Averto : Cette fanfiction qui est (plus ou moins) censée se dérouler entre la saison onze et la saison douze, soit en 2014, contient un énorme anachronisme qui, non content de se compter en dizaines d'années, est lié à l'intrigue principale, c'est-à-dire au mobile du tueur. Je ne me suis malheureusement rendue compte de cet anachronisme que lorsque que j'étais bien trop prise dans cette histoire pour pouvoir modifier le scénario. Je m'excuse donc d'avance auprès des puristes que cela pourrait déranger.
Chapitre un : Cible
Theresa Lerdings arrivait au milieu d'une journée toute ordinaire. Un mercredi comme un autre, où elle avait travaillé toute la matinée pour en arriver à sa pause de midi. Comme elle le faisait régulièrement, la jeune femme avait pris des nouilles sautées à l'emporter et avait élu domicile sur le bord d'une fontaine dont la fraîcheur était très agréable par cette lourde journée d'été.

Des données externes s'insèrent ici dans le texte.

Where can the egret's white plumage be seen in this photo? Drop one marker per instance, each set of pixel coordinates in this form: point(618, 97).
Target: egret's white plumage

Absorbée par le contenu de sa boîte déjeuner et par ses réflexions sur les prochaines lois que devaient voter le congrès, elle ne prêtait pas grande attention à ce qui l'entourait. Aussi, quelle ne fut pas sa surprise de recevoir du sang sur sa jupe. Et elle fut encore plus grande quand, levant les yeux vers l'homme qui se dressait devant elle, elle le vit être pris d'un soubresaut. Puis d'encore un autre, accompagné cette fois ci d'un sifflement à son oreille et d'un nouveau jet de sang.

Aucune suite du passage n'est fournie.